All procedures have their own limitations, and retrograde adhesiolysis during hysterectomy in frozen pelvis requires adequate surgical experience and expertise to change the course of surgery and manage the complications associated with difficult pelvic surgery. Specialized assistance may be needed to manage the complications. The surgeon should be prepared to modify the surgical technique according to the case. The overall key to success in such cases depends on thorough knowledge of pelvic anatomy and operative experience involving varying degrees of pelvic distortion with or without enlarged uteri.

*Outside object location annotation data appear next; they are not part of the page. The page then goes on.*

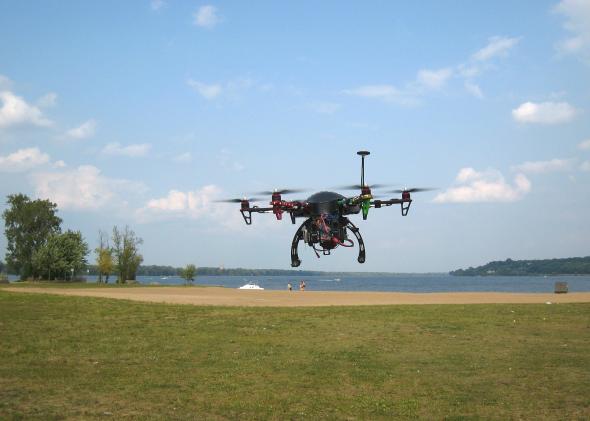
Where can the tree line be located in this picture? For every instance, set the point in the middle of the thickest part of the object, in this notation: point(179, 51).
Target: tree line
point(37, 248)
point(509, 267)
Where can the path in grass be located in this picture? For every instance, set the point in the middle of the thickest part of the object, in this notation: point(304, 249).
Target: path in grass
point(86, 358)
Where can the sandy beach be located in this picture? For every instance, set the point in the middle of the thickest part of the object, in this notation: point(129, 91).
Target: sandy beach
point(233, 297)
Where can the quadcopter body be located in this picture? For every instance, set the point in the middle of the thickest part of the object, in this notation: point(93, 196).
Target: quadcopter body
point(326, 225)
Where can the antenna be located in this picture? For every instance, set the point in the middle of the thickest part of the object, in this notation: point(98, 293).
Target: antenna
point(363, 154)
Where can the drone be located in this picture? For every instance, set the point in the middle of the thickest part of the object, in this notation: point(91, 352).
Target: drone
point(326, 214)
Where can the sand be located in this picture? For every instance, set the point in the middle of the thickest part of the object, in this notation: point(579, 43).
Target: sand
point(252, 298)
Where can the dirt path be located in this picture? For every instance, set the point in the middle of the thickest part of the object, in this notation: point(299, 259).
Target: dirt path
point(234, 297)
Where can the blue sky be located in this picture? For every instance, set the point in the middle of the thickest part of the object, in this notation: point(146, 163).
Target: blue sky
point(145, 112)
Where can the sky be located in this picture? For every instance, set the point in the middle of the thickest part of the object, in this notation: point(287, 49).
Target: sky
point(144, 113)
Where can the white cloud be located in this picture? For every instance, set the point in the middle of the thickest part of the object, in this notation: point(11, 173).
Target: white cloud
point(487, 186)
point(48, 100)
point(473, 89)
point(434, 79)
point(83, 131)
point(132, 151)
point(497, 47)
point(427, 80)
point(23, 160)
point(325, 107)
point(541, 167)
point(544, 112)
point(156, 5)
point(205, 90)
point(191, 204)
point(16, 112)
point(577, 22)
point(183, 157)
point(5, 83)
point(387, 93)
point(82, 188)
point(206, 17)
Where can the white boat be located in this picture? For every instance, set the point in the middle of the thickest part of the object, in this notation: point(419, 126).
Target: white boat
point(251, 285)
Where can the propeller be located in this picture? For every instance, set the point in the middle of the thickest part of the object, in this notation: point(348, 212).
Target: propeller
point(414, 190)
point(254, 199)
point(282, 191)
point(358, 186)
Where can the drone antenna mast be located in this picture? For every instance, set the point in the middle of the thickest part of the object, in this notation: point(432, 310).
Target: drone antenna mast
point(363, 154)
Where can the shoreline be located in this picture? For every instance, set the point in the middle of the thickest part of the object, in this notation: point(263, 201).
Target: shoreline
point(220, 296)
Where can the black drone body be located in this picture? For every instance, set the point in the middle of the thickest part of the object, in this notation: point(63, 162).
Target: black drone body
point(326, 225)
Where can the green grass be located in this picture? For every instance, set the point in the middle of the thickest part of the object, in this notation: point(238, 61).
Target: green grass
point(87, 358)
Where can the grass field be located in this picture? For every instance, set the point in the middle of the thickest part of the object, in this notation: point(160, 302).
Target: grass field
point(86, 358)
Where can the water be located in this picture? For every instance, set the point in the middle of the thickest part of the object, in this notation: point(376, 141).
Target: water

This technique of retrograde adhesiolysis can decrease the complications in difficult hysterectomies with gross pelvic distortion due to adhesions even in the presence of enlarged uteri. This is a retrospective study, and further evidence is required, preferably by adequately powered well-designed multicentre randomized controlled trials (RCTs) before definitive conclusions can be given.

Conclusion

Even though frozen pelvis is not a common surgical condition, it is not rare to come across such cases in clinical practice. Our technique of initial partial adhesiolysis followed by hysterectomy and retrograde separation of posterior bowel adhesions and subsequent removal of adnexa is an alternative technique. This technique in the hands of a very experienced surgeon might be more appropriate in decreasing the laparotomy conversion rate and the overall complications. This is a retrospective study, and for this rare and difficult situation, it would be impossible and unethical to have a control group; however, adequately powered well-designed multicentre RCTs are required before definitive conclusions can be given.